Bearing in mind my scanf(%d %d %d %d"....)
Cheers.
I would read one value at a time with a counter and check whether a number is larger than 9, 99 or 999 to check for multiple digits. If you do, extract each digit with division and increase your counter for each digit.
You could check the return value of your scanf() to make sure it matches, and then validate that the values are between 0 and 9 after you receive them.
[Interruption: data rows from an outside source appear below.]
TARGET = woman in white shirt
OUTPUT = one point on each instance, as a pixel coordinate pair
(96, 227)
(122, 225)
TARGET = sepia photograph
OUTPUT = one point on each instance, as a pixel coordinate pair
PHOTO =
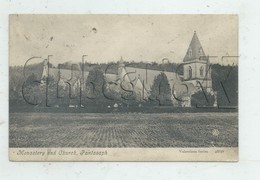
(123, 87)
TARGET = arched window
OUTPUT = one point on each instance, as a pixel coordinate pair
(201, 71)
(190, 72)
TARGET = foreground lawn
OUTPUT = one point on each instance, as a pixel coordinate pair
(123, 130)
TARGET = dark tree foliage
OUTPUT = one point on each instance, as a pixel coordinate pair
(161, 91)
(95, 87)
(225, 83)
(201, 99)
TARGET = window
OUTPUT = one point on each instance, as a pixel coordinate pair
(190, 72)
(190, 52)
(201, 71)
(201, 51)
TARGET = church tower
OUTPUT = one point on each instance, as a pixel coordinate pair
(196, 65)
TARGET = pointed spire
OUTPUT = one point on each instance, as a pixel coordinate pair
(195, 50)
(121, 62)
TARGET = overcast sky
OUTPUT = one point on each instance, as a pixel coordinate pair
(106, 38)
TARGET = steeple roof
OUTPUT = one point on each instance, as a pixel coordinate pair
(195, 50)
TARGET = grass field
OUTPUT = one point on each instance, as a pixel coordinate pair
(123, 130)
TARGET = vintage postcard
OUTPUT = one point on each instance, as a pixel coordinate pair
(123, 87)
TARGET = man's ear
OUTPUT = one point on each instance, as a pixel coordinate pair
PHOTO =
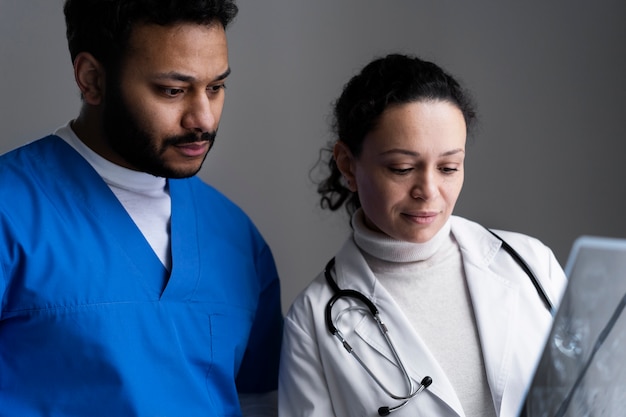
(89, 75)
(345, 162)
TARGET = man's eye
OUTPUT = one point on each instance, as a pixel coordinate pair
(172, 92)
(216, 88)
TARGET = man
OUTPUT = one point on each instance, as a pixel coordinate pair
(127, 286)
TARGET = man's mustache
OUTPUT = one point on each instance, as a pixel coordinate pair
(192, 138)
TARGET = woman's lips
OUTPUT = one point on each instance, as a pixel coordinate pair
(423, 217)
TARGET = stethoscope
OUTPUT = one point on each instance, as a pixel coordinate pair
(412, 389)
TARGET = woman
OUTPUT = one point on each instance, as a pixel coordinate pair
(466, 323)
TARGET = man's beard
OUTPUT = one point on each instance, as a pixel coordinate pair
(138, 147)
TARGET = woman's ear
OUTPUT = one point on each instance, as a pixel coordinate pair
(345, 162)
(89, 75)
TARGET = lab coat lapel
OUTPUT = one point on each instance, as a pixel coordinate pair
(495, 300)
(353, 273)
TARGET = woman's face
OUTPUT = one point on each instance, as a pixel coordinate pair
(410, 172)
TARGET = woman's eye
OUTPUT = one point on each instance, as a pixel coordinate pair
(400, 171)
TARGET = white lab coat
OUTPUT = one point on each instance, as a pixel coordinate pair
(319, 378)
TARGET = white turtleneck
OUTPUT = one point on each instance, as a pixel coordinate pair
(145, 197)
(427, 281)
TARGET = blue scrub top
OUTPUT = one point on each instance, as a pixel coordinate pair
(92, 324)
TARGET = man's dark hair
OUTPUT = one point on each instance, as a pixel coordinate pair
(103, 27)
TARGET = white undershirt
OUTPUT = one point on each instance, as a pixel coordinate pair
(145, 197)
(427, 281)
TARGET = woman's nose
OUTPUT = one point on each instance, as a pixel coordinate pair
(425, 187)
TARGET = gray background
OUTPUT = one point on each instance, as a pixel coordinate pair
(548, 78)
Like so:
int vars[4];
if (scanf("%d %d %d %d", vars[0], vars[1], vars[2], vars[3]) != 4) {
// error
}
Then check each variable for being in range:
for (int i = 0; i < 4; i++) {
if (vars[i] < 0 || vars[i] > 9) {
// error
}
}
I'd just avoid scanf(). If each integer is just a single digit, something like the following would probably work:
int vars[4];
for (int i = 0; i < 4;) {
int c = getchar();
if (isdigit(c)) {
vars[i++] = c - '0';
} else if (!isspace(c)) {
// error
break;
}
}
The above does of course assume that the digits are '0' to '9' and have increasing, sequential values... and are each represented by a single char -- but those are probably safe assumptions.
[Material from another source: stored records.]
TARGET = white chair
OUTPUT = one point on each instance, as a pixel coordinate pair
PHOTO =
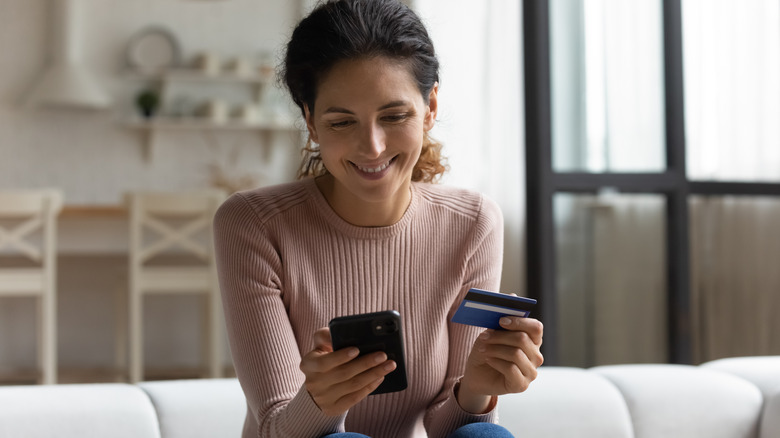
(179, 224)
(28, 229)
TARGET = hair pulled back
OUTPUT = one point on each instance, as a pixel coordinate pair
(338, 30)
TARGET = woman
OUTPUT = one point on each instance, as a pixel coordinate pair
(365, 230)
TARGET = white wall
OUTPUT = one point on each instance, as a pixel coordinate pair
(92, 155)
(94, 158)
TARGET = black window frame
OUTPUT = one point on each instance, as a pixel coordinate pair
(542, 182)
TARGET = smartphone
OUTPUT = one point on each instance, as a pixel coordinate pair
(371, 332)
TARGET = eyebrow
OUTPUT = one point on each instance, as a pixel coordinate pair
(393, 104)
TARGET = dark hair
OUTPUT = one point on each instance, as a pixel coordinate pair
(338, 30)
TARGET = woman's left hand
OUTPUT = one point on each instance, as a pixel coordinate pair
(501, 362)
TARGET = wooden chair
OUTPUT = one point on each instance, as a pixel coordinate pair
(28, 230)
(177, 225)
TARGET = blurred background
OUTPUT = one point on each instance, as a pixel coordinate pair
(652, 98)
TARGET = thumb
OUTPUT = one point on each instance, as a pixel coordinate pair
(322, 340)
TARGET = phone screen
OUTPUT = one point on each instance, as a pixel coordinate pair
(371, 332)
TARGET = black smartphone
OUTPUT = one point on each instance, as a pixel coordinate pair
(371, 332)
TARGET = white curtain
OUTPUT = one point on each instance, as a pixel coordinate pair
(480, 121)
(608, 116)
(732, 84)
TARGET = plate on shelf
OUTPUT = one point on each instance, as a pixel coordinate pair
(153, 50)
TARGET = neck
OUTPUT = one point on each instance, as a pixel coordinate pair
(360, 212)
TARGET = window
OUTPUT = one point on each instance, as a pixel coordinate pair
(635, 131)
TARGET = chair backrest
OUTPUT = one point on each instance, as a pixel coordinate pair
(165, 222)
(25, 214)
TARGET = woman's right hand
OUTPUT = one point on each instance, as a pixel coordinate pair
(339, 380)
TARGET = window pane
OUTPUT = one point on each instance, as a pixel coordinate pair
(732, 92)
(607, 85)
(611, 279)
(734, 276)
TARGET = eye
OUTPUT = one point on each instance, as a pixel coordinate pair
(393, 118)
(340, 124)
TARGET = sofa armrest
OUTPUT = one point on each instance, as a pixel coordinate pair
(762, 371)
(198, 408)
(566, 402)
(77, 411)
(686, 401)
(770, 421)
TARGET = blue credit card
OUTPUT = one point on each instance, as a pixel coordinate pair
(483, 308)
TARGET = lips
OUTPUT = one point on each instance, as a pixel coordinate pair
(374, 169)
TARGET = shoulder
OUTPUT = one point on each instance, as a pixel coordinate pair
(459, 201)
(262, 204)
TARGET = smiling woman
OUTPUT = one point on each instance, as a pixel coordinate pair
(365, 230)
(369, 120)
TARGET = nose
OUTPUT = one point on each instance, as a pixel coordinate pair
(372, 140)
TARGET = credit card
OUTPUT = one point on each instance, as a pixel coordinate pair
(484, 308)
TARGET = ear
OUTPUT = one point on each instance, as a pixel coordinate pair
(310, 124)
(433, 106)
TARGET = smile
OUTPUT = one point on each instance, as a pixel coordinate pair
(376, 169)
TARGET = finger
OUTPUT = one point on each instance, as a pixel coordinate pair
(533, 327)
(515, 380)
(359, 382)
(527, 355)
(319, 361)
(506, 344)
(352, 390)
(322, 339)
(345, 402)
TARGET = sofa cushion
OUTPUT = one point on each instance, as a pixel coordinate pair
(763, 371)
(686, 401)
(198, 408)
(77, 411)
(770, 422)
(566, 402)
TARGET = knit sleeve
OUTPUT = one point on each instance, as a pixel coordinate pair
(482, 269)
(263, 346)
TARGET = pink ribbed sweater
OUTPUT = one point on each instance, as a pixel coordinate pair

While scanf reads after the enter button is pressed, it might be easier to read the line as a string and then try to analyze it. You can correct your input with backspace etc. on a fully featured terminal, so it's a bit more comfortable for user than getchar.
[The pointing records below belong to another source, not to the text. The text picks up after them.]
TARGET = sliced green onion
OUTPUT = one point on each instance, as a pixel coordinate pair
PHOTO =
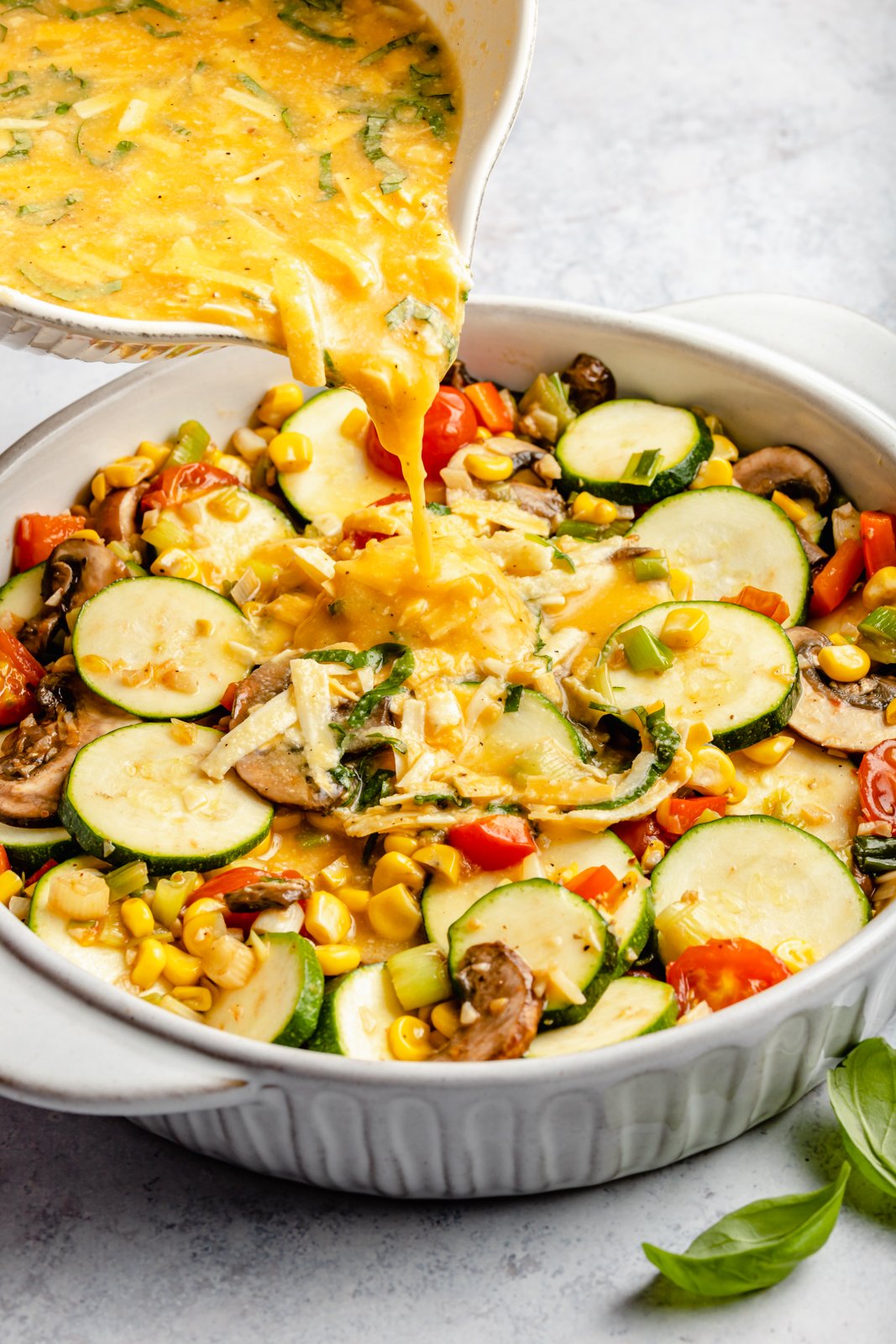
(644, 651)
(653, 566)
(642, 468)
We look for single digits only, is that right?
Maybe something like:
char buffer[SOMECOUNT];
int digits[4];
int read, i;
scanf("%s", buffer);
for(int i = 0; i < strnlen(buffer, SOMECOUNT); ++i)
{
if( read >= 4 )
break;
if( isdigit(buffer[i]) )
{
digits[read] = buffer[i] - '0';
read++;
}
}
if ( read < 4 )
printf(error...);
Of course, this SOMECOUNT constant makes the solution a bit fragile for nasty input, so you may want to use the limit: scanf("%20s",buffer) or even construct the format string to include SOMECOUNT.